Once-Weekly GLP-1 Agonist Added to Oral Agents Lowers A1c

February 2, 2015

Researchers saw a rapid and durable response to the addition of albiglutide in T2DM patients not reaching glycemic targets on dual oral therapy.

The GLP-1 receptor agonist albiglutide effectively improved glycemic control in patients with type 2 diabetes when given as part of triple therapy that also included metformin and glimepiride, according to the results of the HARMONY 5 study.

“The effect on HbA1c was rapid and durable,” wrote researchers led by Philip D. Home, DM, DPhil, of the Institute of Cellular Medicine-Diabetes, Newcastle University, United Kingdom. “These results were found with non-forced uptitration to the higher dose of albiglutide (50 mg weekly) in a generally obese population living with diabetes for approximately 9 years and whose glycaemia was inadequately controlled on lifestyle measures and two oral agents.”

Albiglutide differs slightly from other available GLP-1 receptor agonists because it is highly homologous to native human GLP-1 and consists of two tandem DPP-4-resistant, recombinant GLP-1 peptides conjugated to recombinant human albumin, making the drug’s half-life about four to seven days, considerably longer than other GLP-1 analogs. This longer half-life allows for a once-weekly dosing schedule.

In HARMONY 5, Home and colleagues tested the efficacy of albiglutide once-weekly against placebo or pioglitazone in a group of 685 patients with type 2 diabetes who were not reaching glcyemic targets on dual oral therapy with metformin and glimepiride.

Patients were randomly assigned to 30-mg weekly albiglutide, 30-mg pioglitazone or placebo, with uptitration of albiglutide and pioglitazone allowed if necessary. Although patients were followed for 156 weeks, the results of the primary analysis looked at outcomes after 52 weeks of treatment.

At week 52, HbA1c levels had decreased from baseline in patients assigned to albiglutide and pioglitazone. The difference in change in HbA1c for albiglutide vs placebo was –0.87 (p<.001); and between albiglutide and pioglitazone was 0.25.

“Non-inferiority to pioglitazone at the prespecified margin of 0.30% was not established; however, significantly more participants on albiglutide than placebo achieved HbA1c goals of <6.5% (p=.018), <7.0% (p<.001), and <7.5% (p<.001) at week 52,” the researchers wrote. “Moreover, significantly more participants on pioglitazone than albiglutide achieved HbA1c goals of <7.0% (p=.048) and <7.5% (p=.007) at week 52.”

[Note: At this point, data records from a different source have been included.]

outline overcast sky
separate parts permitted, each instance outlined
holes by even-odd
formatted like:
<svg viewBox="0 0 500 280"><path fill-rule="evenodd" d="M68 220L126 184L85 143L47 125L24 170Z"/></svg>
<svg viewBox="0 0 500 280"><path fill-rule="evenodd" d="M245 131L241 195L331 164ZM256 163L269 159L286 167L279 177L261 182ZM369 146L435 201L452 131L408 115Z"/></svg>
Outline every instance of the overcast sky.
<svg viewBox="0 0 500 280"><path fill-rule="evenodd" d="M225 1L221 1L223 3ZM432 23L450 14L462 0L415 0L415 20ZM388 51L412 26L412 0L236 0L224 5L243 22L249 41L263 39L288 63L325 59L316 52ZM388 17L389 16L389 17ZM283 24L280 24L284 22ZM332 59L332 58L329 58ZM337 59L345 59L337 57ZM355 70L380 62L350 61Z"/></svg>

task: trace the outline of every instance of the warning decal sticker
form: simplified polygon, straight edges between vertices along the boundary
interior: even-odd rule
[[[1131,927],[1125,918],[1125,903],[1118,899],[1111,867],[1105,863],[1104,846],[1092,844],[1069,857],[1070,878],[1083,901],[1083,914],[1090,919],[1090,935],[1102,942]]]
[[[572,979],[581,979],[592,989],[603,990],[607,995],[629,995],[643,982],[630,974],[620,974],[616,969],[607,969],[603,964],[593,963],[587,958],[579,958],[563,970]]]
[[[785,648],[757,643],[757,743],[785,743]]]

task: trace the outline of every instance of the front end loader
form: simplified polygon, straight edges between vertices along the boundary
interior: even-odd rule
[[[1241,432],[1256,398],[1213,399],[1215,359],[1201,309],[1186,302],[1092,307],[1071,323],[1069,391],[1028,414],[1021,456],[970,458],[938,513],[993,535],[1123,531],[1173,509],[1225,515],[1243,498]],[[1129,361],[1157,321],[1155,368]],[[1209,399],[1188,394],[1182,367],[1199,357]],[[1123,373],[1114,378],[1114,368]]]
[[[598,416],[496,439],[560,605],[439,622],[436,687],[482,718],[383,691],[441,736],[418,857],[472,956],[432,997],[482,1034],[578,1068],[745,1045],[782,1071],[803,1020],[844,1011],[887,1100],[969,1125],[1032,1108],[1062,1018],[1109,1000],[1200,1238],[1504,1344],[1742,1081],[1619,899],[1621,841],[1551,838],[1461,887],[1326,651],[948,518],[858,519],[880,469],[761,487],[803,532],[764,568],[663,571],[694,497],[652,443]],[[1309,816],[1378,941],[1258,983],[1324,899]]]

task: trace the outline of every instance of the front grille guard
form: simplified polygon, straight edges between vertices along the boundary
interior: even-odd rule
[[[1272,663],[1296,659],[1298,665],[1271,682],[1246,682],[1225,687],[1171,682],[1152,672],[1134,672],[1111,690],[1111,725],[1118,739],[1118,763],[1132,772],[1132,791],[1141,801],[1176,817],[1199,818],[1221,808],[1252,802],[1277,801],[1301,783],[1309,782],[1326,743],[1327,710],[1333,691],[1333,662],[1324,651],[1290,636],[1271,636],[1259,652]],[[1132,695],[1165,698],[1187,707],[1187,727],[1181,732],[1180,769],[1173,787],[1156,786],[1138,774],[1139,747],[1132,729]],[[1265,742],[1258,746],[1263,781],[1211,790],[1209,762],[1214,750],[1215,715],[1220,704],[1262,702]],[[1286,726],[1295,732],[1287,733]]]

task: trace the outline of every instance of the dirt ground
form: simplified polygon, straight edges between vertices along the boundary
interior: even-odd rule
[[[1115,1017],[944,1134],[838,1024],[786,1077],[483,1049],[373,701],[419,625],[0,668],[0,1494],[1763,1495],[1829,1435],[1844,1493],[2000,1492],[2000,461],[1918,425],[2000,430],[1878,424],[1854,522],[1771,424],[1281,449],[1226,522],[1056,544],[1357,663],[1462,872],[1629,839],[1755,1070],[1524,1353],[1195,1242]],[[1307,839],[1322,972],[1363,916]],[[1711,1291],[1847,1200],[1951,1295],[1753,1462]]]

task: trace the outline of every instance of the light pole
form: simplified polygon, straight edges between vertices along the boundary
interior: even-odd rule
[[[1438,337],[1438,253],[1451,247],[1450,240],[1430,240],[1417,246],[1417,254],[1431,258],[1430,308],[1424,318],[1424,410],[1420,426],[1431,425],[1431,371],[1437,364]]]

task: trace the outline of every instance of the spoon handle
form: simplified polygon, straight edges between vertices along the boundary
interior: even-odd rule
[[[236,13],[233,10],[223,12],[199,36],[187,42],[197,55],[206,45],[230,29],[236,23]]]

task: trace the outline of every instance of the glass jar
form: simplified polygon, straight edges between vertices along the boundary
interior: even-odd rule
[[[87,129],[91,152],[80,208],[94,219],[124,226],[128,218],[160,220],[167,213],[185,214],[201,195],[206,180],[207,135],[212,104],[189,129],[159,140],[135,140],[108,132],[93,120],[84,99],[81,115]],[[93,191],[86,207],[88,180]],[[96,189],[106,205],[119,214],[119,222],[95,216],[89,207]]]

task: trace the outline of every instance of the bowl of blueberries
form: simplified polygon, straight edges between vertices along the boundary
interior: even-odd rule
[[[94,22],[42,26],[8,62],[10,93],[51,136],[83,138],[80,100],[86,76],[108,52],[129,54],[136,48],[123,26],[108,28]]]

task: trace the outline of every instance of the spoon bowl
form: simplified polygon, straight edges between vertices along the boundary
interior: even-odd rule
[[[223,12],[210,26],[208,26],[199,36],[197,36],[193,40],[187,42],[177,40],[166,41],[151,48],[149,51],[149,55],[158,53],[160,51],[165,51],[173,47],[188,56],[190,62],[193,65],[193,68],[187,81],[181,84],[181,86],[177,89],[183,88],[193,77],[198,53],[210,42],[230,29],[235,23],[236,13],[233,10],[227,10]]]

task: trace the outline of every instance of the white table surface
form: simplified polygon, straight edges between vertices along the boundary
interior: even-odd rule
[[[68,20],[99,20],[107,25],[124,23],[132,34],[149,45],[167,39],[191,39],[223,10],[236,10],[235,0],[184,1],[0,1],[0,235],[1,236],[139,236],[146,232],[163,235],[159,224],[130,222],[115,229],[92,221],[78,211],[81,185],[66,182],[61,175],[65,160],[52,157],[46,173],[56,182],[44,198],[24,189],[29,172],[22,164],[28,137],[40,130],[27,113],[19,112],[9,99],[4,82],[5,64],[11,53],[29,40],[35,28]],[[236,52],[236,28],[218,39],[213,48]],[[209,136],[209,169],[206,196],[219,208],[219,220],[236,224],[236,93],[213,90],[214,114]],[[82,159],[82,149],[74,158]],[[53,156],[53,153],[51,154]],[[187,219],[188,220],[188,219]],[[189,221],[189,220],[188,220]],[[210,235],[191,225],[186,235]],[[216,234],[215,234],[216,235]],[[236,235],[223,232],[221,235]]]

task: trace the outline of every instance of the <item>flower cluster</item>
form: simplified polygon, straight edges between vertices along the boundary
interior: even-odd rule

Study results showed that fasting plasma glucose levels decreased rapidly between baseline and 2 weeks of treatment, with the decrease maintained up to week 52 of follow-up. The researchers noted that this decrease was observed after only one dose of albiglutide. In contrast, the decrease in fasting plasma glucose seen in patients assigned pioglitazone was slower, with declining levels up until week 12 with maintenance until week 52.

Confirmed hypoglycemia occurred in 14% of patients assigned albiglutide, 25% assigned pioglitazone and 14% assigned placebo. The probability of hyperglycemic rescue was 21.6% for albiglutide, 19.6% for pioglitazone, and 55.8% for placebo.

Albiglutide was approved by the FDA in April 2014 as a once-weekly injectable GLP-1 receptor agonist for patients with type 2 diabetes. It was approved for use as monotherapy or in combination with metformin, glimepiride, pioglitazone, or insulin.

 

 

 

References:

Home PD, Shamanna P, Stewart M, et al. Efficacy and tolerability of albiglutide versus placebo or pioglitazone over 1 year in people with type 2 diabetes currently taking metformin and glimepiride: HARMONY 5. Diabetes, Obesi Metab. 2015; 17:179-187.